Oh! Que palavra! Que música! O céu se abria. Com efeito, duas horas depois, Armando renascia: mas eu estava aniquilada, foi preciso para livrar-me de alguma doença o bálsamo da alegria. Oh! Meu Deus! Com que dores prendeis o filho à mãe! Que cravos nos enterrais no coração para aí sustê-lo! Não era eu ainda suficientemente mãe, eu a quem as balbúcies e os primeiros passos dessa criança fizeram chorar de alegria! Eu que fico a observá-lo durante horas inteiras para bem cumprir os meus deveres e instruir-me no suave ofício de mãe! Era preciso causar esses terrores, oferecer essas espantosas cenas àquela que fez de seu filho o seu ídolo? No momento em que te escrevo, nosso Armando brinca, grita, ri. Busco então as causas dessa horrível doença das crianças, lembrando-me que estou grávida. Será a saída dos dentes? Será um trabalho particular que se realiza no cérebro?

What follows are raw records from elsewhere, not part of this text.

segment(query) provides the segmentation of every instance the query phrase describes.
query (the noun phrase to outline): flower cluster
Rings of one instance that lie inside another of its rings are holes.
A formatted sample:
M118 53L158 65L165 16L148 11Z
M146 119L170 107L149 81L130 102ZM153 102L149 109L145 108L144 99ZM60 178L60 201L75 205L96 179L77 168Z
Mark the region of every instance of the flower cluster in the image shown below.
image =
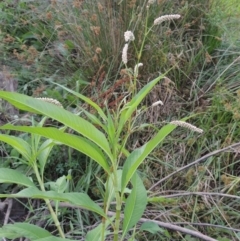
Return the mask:
M122 61L124 64L127 64L127 51L128 51L128 44L125 44L122 51Z
M128 41L134 41L134 40L135 40L135 37L134 37L134 35L133 35L133 32L132 32L132 31L126 31L126 32L124 33L124 39L125 39L126 42L128 42Z

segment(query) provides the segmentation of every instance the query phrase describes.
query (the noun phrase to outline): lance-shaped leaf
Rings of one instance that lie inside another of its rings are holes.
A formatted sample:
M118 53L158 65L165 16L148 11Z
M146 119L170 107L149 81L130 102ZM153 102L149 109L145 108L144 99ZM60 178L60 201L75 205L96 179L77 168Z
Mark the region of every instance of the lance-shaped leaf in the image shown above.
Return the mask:
M147 206L147 191L137 173L131 179L131 183L133 189L127 198L124 209L123 237L130 228L137 224Z
M35 187L34 183L21 172L9 168L0 168L0 183L16 183L26 187Z
M42 114L63 123L97 144L112 160L111 150L105 135L83 118L52 103L18 93L0 91L0 98L8 101L19 109Z
M40 172L41 175L43 176L45 165L47 163L49 154L54 146L54 141L51 139L48 139L42 143L38 150L38 156L37 159L39 161L39 167L40 167Z
M61 142L62 144L70 146L91 157L99 165L101 165L106 172L110 172L110 167L101 149L95 143L87 140L84 137L64 133L61 130L53 127L28 127L6 124L1 126L0 129L29 132Z
M74 204L79 208L87 209L101 216L107 218L103 209L98 206L92 199L85 193L58 193L55 191L40 191L37 188L29 187L16 194L0 194L1 197L12 197L12 198L36 198L36 199L49 199L56 201L63 201Z
M0 134L0 141L3 141L16 149L25 159L31 159L31 147L23 139L15 136Z

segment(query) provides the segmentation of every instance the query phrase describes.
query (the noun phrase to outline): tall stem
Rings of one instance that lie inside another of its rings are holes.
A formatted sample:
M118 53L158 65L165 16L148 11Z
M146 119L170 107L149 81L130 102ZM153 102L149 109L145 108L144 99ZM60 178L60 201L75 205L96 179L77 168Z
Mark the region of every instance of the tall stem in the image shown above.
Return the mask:
M34 172L35 172L35 174L36 174L36 177L37 177L38 183L39 183L39 185L40 185L40 188L41 188L41 190L44 192L44 191L45 191L44 183L43 183L43 181L42 181L42 179L41 179L41 177L40 177L40 174L39 174L39 171L38 171L38 168L37 168L37 165L36 165L36 164L34 164L33 170L34 170ZM62 228L61 228L61 226L60 226L58 217L57 217L56 213L54 212L54 210L53 210L53 208L52 208L52 205L51 205L51 203L50 203L50 200L47 199L47 198L45 198L44 201L45 201L45 203L46 203L46 205L47 205L47 207L48 207L48 210L50 211L50 214L51 214L51 216L52 216L52 219L53 219L53 221L54 221L54 223L55 223L55 226L56 226L57 229L58 229L58 232L59 232L61 238L65 238L65 234L64 234L64 232L63 232L63 230L62 230Z
M120 228L120 216L121 216L121 207L122 201L119 195L118 190L118 179L117 179L117 170L113 170L114 174L114 189L115 189L115 197L116 197L116 218L115 218L115 227L114 227L114 238L113 241L118 241L118 234Z

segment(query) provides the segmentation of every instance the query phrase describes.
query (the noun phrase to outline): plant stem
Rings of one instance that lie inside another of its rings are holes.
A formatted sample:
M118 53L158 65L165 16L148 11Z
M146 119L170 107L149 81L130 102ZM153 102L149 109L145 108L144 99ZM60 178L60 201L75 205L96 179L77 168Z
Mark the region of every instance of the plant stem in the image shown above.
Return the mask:
M118 241L122 201L118 190L117 165L113 167L113 176L114 176L113 185L114 185L115 198L116 198L116 218L115 218L115 225L114 225L115 227L114 227L113 241Z
M39 185L40 185L41 190L42 190L43 192L45 192L44 183L43 183L43 181L42 181L42 179L41 179L41 177L40 177L40 174L39 174L39 171L38 171L38 167L37 167L37 165L36 165L35 163L34 163L34 166L33 166L33 170L34 170L34 172L35 172L35 175L36 175L36 177L37 177L37 180L38 180L38 183L39 183ZM50 214L51 214L51 216L52 216L52 219L53 219L53 221L54 221L54 223L55 223L55 226L56 226L57 229L58 229L58 232L59 232L61 238L65 238L65 234L64 234L64 232L63 232L63 230L62 230L62 228L61 228L61 226L60 226L58 217L57 217L56 213L54 212L54 210L53 210L53 208L52 208L52 205L51 205L51 203L50 203L50 200L47 199L47 198L44 198L44 201L45 201L45 203L47 204L48 210L50 211Z

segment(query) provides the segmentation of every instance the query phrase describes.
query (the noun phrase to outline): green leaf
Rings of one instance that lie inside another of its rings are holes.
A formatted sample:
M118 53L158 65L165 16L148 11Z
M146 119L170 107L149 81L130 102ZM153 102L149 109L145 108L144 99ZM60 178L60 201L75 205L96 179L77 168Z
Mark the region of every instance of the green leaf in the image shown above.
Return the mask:
M54 191L40 191L37 188L29 187L16 194L0 194L0 197L12 197L12 198L36 198L36 199L50 199L56 201L63 201L74 204L80 208L93 211L107 218L103 209L98 206L92 199L85 193L58 193Z
M34 183L21 172L8 168L0 168L0 183L16 183L26 187L35 187Z
M13 126L10 124L1 126L0 129L4 130L17 130L33 134L38 134L46 138L51 138L59 141L64 145L70 146L95 160L106 172L110 172L110 167L107 163L105 156L97 145L90 142L84 137L76 136L73 134L64 133L53 127L28 127L28 126Z
M124 124L129 120L133 112L137 109L138 105L142 102L142 100L146 97L146 95L151 91L151 89L157 84L159 80L161 80L164 75L160 75L156 79L149 82L145 85L138 93L135 95L132 100L127 103L120 115L120 121L118 126L118 136L120 135Z
M51 237L46 237L46 238L35 239L34 241L76 241L76 240L51 236Z
M25 237L30 240L36 240L39 238L52 237L52 235L45 229L33 224L14 223L7 224L0 228L0 237L10 239Z
M169 135L176 126L172 124L165 125L160 129L160 131L145 145L138 149L135 149L125 161L123 165L123 175L122 175L122 191L127 186L131 177L136 172L139 165L144 161L144 159L152 152L152 150L161 143L167 135Z
M29 161L31 159L31 147L23 139L15 136L0 134L0 140L16 149L22 156Z
M51 139L48 139L42 143L42 145L40 146L40 148L38 150L37 159L39 161L40 172L41 172L42 176L44 173L45 165L47 163L49 154L54 145L55 145L54 141Z
M147 191L137 173L133 176L131 183L133 189L127 198L124 209L123 237L130 228L137 224L147 205Z
M111 150L105 135L90 122L54 104L32 97L0 91L0 98L19 109L51 117L97 144L112 160Z
M164 233L165 230L160 228L154 222L145 222L141 225L140 231L148 231L149 233L155 234L157 232Z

Terão as crianças que sofrem de convulsões alguma imperfeição no sistema nervoso? Todas essas ideias me preocupam tanto quanto ao presente como quanto ao futuro. Nosso médico rural opina por uma excitação nervosa causada pelos dentes. Eu daria todos os meus para que a dentição de Armando termine logo. Quando vejo uma dessas pérolas brancas apontar no meio da gengiva inflamada, tenho, agora, suores frios. O heroísmo com que esse querido anjo sofre mostra-me que ele terá o meu caráter: dirige-me olhares de partir o coração. A medicina não sabe grande coisa a respeito das causas dessa espécie de tétano que termina tão rapidamente como começa, que não se pode nem prevenir nem curar. Repito-te, só uma coisa é certa: ver seu filho em convulsões é o inferno para uma mãe. Com que furor eu o beijo! Oh! Como o trago durante muito tempo em meus braços, a passeá-lo! Ter passado por esse sofrimento, quando estou para dar à luz, outra vez, dentro de seis semanas, era uma horrível agravação do martírio, pelo medo que tinha quanto ao outro! Adeus, minha querida e amada Luísa; não queiras filhos, eis minha última palavra.



continua pág 333...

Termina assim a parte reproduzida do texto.